Cyber Incident Victim: City of Chester
Date:
Jun 2021
Location:
United States of America
Summary
A city council member in Chester, Pennsylvania, transferred approximately $400,000 to a fraudulent actor during a phishing incident where the attacker impersonated a legitimate insurance broker using highly similar email details. The payment, intended for workers' compensation insurance, was discovered roughly a month later during an internal invoice review, prompting notifications to law enforcement, IT consultants, and financial institutions, though recovery was deemed unlikely. The incident exacerbated existing financial strains, as the municipality faced a multimillion-dollar deficit, with officials emphasizing transparency concerns and noting prior cybersecurity compromises including a separate ransom payment.
| CIA Posture | Motives | Tactics, Techniques & Procedures |
|---|---|---|
| Available to members | 1 motive | 1 technique |
| Threat Actors | Type | Location |
|---|---|---|
| 0 actors | Available to members | Available to members |
Description
On June 8, 2021, Chester City Councilman William Morgan received a phishing email impersonating a legitimate insurance broker. The fraudulent communication contained nearly identical details to previous authentic emails from the broker, convincing Morgan to authorize a wire transfer of approximately $400,000 intended for workers' compensation insurance payments. The unauthorized transaction went undetected until an internal invoice review identified discrepancies, though the exact discovery date remains unspecified. Councilman Morgan reportedly identified the fraud approximately one month post-transfer, after which he filed a police report with the Chester Police Department and notified relevant financial institutions and IT consultants. Morgan delayed informing City Receiver Michael T. Doweary about the incident, opting to gather comprehensive information first. Doweary learned of the loss on October 21, 2021—the same morning a press release publicly disclosed the incident—and subsequently demanded explanations from city council regarding the delayed notification protocol. Santander Bank, involved in the transaction, assessed recovery of funds as unlikely following initial investigations.
The financial impact was significant for Chester, which faced a projected $46.5 million budget deficit at the time.

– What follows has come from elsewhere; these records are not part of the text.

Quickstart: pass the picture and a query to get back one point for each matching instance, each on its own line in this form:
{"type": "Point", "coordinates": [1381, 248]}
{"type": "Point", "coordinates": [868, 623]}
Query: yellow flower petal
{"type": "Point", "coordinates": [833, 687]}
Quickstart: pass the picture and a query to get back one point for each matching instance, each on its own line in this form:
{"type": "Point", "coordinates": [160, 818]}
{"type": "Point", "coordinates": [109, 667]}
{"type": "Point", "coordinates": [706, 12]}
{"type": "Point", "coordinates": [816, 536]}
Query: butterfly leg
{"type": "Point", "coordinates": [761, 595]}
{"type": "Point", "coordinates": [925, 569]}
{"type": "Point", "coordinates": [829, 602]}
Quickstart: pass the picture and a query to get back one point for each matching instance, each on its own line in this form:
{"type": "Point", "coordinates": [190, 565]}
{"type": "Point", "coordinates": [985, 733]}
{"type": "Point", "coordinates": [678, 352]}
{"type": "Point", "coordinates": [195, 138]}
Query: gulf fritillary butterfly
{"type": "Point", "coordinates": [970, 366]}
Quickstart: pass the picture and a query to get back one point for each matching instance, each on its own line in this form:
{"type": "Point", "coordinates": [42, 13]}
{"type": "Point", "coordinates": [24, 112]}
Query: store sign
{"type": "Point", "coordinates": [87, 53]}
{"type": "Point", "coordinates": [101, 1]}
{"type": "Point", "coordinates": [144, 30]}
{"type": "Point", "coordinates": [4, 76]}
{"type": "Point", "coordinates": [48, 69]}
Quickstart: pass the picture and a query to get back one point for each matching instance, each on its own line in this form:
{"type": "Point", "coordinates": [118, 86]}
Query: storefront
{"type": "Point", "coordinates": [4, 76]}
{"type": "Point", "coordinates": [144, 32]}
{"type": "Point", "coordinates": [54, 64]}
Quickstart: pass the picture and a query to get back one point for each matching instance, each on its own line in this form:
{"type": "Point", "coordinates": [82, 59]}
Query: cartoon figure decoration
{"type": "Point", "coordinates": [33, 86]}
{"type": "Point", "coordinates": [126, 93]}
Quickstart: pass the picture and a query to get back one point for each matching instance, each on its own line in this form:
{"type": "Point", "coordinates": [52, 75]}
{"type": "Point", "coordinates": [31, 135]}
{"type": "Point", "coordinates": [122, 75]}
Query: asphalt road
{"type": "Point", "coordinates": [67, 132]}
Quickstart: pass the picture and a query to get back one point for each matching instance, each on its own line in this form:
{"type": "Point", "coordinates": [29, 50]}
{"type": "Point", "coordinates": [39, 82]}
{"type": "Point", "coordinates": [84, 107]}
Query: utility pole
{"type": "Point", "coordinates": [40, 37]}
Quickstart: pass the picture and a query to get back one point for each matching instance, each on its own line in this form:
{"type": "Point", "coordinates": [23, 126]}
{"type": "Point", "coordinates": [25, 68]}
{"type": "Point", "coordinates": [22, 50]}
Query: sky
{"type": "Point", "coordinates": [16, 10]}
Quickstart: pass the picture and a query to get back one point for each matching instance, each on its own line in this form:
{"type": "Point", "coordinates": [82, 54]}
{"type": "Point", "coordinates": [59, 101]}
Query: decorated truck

Receiver Doweary emphasized the materiality of the $400,000 loss in official communications, stressing operational transparency as critical given the city’s precarious fiscal position. Mayor Thaddeus Kirkland referenced prior cybersecurity incidents affecting municipal finances, including a separate $500,000 ransom payment following an earlier hacking scheme. While Kirkland acknowledged that prompt notification might have reduced losses, he indicated remediation efforts were no longer viable by the time officials were informed. Internal response measures included coordinated investigations involving law enforcement, banking partners, and IT security consultants, though no detailed findings or procedural changes were publicly disclosed. Doweary confirmed appropriate officials were managing the investigation but maintained concerns about communication failures that hindered timely oversight of the incident.